Stop for a moment just to think about all that goes on every day in your area, your county, your state. “Impossible,” you say?

What’s at the heart of all activity, is people. Activities (plural in this case), meanwhile, run the gamut: everything from folks working, shopping and traveling to attending classes, making medical appointments and convening meetings. It’s a 24/7/365 or, in other words, a non-stop world. A lot of hustle and bustle; the kind that’s tough to quantify. For a goodly proportion of us, busy is what we are.

In all we do, of that activity, a percentage involves buying. No surprises here. It is not only what we buy, how we buy matters too.

A good many of us shop online. For others, shopping is along more traditional lines, that is, we go to the market rather than have the market come to us. Obviously, travel is involved in getting product to home base either way.

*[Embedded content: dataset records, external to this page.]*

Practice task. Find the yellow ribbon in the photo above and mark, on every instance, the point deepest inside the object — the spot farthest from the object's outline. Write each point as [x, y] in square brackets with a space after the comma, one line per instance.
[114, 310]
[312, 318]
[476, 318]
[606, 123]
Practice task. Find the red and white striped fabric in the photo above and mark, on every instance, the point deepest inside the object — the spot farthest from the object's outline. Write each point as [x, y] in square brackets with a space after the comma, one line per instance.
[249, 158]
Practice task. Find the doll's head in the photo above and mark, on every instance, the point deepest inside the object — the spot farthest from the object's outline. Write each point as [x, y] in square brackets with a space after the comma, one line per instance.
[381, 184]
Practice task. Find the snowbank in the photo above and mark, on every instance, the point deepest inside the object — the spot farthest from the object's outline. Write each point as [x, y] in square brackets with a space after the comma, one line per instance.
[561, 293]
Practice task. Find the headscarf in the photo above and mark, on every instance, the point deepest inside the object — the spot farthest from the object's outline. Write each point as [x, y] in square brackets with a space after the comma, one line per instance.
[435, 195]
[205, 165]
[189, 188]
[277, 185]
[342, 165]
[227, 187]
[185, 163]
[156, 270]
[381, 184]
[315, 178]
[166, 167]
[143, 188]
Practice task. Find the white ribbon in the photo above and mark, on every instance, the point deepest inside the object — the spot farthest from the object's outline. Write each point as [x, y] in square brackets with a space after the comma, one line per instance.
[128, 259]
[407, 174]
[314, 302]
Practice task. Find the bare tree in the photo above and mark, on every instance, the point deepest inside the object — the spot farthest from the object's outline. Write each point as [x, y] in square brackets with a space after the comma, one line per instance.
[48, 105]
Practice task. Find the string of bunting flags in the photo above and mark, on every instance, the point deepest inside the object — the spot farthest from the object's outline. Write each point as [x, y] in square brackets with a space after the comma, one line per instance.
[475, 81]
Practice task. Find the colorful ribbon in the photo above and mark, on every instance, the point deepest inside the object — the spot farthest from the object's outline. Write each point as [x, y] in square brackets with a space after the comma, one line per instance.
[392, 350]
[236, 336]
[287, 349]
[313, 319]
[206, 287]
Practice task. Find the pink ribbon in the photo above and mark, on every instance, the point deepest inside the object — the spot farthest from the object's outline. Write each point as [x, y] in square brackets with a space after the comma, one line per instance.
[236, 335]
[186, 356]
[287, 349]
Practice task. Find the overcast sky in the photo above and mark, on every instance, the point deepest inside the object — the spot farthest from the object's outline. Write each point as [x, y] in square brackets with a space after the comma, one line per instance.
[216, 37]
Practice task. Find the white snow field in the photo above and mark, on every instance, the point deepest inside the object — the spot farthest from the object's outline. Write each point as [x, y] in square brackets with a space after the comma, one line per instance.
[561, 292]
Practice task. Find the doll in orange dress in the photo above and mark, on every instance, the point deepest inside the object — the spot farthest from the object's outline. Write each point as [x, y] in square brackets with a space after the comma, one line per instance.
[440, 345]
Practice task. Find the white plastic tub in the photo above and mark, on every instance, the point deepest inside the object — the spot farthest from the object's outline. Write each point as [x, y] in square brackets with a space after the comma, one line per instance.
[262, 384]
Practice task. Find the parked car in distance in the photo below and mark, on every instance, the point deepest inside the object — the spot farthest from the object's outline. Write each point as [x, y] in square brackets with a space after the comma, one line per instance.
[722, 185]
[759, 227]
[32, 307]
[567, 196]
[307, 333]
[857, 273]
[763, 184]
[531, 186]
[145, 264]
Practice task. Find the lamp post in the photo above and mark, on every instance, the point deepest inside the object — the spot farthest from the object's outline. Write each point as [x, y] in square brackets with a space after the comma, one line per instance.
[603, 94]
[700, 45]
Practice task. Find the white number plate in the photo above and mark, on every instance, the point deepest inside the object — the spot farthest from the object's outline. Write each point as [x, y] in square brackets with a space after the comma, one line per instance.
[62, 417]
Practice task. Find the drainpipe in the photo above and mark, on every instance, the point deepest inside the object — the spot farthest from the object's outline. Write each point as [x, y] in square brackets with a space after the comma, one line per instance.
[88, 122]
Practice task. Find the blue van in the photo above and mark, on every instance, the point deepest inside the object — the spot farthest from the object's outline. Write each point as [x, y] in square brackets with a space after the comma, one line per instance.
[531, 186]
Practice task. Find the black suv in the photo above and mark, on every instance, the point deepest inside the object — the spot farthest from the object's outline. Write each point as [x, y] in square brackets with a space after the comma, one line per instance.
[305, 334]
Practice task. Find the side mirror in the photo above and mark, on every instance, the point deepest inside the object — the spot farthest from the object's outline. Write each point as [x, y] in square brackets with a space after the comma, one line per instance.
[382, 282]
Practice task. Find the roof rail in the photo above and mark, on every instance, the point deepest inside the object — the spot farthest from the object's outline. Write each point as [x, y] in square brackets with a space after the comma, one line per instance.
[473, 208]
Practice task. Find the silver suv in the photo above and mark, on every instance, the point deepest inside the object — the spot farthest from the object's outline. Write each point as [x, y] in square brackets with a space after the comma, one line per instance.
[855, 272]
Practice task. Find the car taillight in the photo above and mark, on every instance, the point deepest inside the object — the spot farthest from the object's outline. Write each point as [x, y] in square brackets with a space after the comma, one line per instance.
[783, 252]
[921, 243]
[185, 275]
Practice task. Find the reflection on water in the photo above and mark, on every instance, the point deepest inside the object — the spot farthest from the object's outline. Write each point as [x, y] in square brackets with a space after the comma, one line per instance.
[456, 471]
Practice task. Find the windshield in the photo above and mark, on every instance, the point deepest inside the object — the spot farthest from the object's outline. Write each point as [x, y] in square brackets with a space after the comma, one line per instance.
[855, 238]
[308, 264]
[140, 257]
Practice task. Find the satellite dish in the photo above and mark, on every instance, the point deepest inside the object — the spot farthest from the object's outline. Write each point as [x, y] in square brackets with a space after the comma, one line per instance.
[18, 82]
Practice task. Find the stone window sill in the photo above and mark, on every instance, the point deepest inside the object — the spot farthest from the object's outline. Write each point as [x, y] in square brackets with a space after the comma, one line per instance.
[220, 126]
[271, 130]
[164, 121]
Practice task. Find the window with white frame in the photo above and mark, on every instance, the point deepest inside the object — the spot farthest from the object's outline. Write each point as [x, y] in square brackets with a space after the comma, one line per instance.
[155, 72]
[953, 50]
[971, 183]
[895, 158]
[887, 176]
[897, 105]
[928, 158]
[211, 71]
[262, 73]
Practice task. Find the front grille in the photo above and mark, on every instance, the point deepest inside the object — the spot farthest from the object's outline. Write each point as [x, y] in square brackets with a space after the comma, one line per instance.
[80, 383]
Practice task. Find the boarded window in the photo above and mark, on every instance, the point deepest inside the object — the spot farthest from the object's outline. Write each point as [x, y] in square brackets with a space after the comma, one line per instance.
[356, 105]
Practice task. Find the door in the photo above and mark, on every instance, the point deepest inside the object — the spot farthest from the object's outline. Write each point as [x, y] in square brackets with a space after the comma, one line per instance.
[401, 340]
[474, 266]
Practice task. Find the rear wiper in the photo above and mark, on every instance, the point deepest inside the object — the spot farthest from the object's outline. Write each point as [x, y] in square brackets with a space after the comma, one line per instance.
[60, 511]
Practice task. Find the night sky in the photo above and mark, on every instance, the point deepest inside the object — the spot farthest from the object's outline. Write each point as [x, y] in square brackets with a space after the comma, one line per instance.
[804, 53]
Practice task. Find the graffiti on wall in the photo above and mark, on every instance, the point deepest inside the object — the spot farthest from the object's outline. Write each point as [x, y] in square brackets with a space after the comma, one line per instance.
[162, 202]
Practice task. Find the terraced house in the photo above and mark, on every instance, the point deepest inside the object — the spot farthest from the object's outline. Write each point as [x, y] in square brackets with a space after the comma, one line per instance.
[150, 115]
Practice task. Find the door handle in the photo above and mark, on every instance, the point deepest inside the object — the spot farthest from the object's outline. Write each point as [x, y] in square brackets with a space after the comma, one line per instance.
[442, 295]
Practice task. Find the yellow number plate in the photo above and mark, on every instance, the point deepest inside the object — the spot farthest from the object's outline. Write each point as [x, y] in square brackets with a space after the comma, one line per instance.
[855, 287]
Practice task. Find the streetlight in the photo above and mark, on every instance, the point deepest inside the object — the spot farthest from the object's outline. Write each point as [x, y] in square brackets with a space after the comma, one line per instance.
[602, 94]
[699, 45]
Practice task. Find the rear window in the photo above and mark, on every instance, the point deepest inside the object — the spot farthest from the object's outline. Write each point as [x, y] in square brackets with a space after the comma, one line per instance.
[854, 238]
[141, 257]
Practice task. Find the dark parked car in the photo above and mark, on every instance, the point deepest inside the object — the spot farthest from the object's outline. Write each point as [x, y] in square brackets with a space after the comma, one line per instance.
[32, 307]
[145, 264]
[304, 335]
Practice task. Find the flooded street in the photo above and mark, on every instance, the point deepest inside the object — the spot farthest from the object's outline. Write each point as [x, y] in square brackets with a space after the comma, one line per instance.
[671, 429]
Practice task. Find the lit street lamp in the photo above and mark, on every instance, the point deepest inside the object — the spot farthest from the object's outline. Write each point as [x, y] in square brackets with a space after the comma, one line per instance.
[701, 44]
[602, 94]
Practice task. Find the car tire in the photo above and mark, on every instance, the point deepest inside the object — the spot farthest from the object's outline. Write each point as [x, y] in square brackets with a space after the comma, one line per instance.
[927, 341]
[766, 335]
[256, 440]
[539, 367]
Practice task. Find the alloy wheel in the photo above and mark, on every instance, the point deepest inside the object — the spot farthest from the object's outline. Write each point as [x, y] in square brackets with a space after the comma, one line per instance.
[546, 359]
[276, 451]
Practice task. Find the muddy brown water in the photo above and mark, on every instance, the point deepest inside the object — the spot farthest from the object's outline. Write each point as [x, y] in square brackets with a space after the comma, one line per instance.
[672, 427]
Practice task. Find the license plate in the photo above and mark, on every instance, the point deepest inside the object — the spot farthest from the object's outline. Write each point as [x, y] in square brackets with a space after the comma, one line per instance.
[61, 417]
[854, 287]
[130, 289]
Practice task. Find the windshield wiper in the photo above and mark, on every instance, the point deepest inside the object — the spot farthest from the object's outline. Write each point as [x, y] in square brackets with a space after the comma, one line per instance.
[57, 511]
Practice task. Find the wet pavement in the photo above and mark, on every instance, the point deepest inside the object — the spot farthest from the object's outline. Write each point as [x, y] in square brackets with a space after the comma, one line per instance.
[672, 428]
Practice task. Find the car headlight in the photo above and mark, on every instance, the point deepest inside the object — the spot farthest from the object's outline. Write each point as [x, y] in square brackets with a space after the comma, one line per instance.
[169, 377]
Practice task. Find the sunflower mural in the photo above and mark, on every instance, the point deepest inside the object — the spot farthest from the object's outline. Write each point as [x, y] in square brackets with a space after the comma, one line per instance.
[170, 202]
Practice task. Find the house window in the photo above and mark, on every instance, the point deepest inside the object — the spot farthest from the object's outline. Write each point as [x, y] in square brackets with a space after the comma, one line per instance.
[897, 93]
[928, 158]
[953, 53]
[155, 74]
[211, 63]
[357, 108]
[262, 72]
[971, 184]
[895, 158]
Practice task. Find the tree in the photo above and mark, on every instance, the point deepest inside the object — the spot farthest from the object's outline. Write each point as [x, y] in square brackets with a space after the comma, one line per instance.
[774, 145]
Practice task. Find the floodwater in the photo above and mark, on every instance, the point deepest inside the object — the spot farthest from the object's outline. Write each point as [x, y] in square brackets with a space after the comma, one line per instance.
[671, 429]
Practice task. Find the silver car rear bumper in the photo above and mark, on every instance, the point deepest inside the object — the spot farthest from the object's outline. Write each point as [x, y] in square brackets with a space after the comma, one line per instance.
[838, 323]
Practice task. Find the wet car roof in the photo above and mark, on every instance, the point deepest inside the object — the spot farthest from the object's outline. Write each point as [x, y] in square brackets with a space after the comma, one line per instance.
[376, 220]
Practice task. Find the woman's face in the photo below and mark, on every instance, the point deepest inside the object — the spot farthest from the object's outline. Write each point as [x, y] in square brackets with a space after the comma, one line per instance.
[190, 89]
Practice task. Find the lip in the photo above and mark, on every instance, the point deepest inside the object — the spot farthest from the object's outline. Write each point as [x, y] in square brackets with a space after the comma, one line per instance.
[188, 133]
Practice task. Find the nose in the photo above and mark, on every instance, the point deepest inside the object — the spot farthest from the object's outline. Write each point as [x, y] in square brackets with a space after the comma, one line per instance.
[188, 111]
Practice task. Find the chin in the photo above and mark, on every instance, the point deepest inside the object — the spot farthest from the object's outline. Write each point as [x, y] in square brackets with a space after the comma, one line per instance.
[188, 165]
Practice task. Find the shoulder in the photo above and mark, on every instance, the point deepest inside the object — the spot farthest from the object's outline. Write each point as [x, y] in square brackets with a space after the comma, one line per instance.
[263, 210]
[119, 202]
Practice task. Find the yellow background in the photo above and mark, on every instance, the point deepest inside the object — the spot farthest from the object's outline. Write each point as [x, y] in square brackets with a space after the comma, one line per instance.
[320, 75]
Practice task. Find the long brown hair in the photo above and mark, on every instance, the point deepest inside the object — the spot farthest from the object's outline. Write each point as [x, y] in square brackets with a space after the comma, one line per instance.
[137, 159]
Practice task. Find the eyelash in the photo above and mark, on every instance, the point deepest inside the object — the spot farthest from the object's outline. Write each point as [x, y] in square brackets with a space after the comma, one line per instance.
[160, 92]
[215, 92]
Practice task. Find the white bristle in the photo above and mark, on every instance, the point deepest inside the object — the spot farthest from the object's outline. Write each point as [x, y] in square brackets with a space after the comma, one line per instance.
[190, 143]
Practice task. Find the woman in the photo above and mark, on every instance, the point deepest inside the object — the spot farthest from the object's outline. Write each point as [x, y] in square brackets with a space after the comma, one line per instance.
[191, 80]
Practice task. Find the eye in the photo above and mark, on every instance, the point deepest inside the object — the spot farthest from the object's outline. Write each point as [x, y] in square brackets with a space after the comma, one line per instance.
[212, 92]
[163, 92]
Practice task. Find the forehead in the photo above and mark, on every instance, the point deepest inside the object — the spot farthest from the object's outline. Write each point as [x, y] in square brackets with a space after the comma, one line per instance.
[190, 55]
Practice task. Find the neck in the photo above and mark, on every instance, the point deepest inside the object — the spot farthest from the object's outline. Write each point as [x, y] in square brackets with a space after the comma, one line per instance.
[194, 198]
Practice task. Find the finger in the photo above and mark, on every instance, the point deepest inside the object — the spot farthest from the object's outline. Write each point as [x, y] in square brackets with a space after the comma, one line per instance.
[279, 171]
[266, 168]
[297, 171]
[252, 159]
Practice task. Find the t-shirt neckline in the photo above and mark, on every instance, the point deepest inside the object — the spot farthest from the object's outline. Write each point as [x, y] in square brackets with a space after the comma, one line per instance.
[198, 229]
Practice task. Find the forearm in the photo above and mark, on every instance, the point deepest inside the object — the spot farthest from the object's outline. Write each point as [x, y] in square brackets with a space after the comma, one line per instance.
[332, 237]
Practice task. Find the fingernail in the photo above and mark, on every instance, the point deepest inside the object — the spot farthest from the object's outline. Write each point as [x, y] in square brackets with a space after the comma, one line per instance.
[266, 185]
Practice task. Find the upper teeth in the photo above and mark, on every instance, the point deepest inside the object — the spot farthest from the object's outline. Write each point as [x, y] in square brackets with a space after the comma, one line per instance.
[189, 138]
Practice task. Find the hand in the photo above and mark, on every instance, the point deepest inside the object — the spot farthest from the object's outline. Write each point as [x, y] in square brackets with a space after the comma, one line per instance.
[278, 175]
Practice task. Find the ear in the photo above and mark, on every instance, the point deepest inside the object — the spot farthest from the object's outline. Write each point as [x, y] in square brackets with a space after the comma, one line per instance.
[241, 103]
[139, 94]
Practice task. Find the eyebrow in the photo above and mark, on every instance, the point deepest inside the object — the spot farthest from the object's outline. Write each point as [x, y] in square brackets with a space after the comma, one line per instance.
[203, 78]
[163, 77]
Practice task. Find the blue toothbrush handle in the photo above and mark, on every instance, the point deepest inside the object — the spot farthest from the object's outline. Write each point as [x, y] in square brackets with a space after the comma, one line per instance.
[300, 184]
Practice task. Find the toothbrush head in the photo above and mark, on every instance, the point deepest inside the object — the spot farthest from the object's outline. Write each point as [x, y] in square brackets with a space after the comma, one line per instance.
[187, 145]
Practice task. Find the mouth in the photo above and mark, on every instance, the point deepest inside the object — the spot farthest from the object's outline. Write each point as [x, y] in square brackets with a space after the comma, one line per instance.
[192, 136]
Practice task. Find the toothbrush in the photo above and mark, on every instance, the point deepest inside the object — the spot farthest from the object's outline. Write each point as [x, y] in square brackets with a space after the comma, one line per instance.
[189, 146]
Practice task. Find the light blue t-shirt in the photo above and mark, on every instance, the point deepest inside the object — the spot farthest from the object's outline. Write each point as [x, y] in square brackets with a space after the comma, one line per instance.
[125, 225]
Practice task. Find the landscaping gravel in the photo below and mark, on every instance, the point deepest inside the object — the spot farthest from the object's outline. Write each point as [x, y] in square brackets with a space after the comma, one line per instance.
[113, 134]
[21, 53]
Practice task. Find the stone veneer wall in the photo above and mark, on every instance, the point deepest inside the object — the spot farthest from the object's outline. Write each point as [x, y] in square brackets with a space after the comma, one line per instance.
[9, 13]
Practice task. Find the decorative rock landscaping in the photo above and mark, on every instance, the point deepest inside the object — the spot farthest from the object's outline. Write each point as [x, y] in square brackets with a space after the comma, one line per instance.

It is through the travel part of consumption that pollution can be introduced into air.

Trains magazine had an interesting article having to do with, sorry, “tracking” the delivery of one automobile from assembly-room floor to dealer lot, of which a portion of the journey was via rail-based transport. As it relates, it is possible today, to calculate the carbon footprint of that one automobile move thanks to tools that have made such calculations not just practical, but a reality.

Think that’s something, well, available and accessible online is a service that provides suggestions on ways we can lower our carbon footprints, hence the Web-based service’s “Shrink That Footprint” nomenclature.

Close to home

Along these lines, buying locally can make a tremendous difference carbon-footprint size-wise where consumption’s concerned.

In California’s San Joaquin Valley, meanwhile, agriculture is big business. We’re talking really big, well over $50 billion in annual sales and selling directly to the consumer in the area is not uncommon. People have the choice of buying farm direct or locals can let the farm come to them – think “farmers’ markets.”

Farmers’ market

In fact, some growers have taken it upon themselves to provide home and restaurant delivery services whereby a delivery driver will bring locally grown crops – fruits and vegetables – right to the consumer and restaurateur directly. For this type of service, attached might be an extra fee. But, for many, paying the additional cost is worth it.

As it pertains to the pandemic, in an effort to help limit COVID-19’s spread, whereas they may not have before, many businesses are themselves now making deliveries door-to-door. These include big-box retailers, the smaller “mom-and-pop” shops, pharmacies, restaurants and even grocery stores.

Those companies that already have their own non-polluting (zero-emissions) and low-polluting (partial zero-emissions) delivery-van fleets are ahead of the game. Falling in close behind are those concerns getting into AI-based package delivery (think robots), while, on the horizon if not here already are the right-to-your-door drone deliveries.

All these capabilities, measures and services all go the extra mile when it comes to helping local air.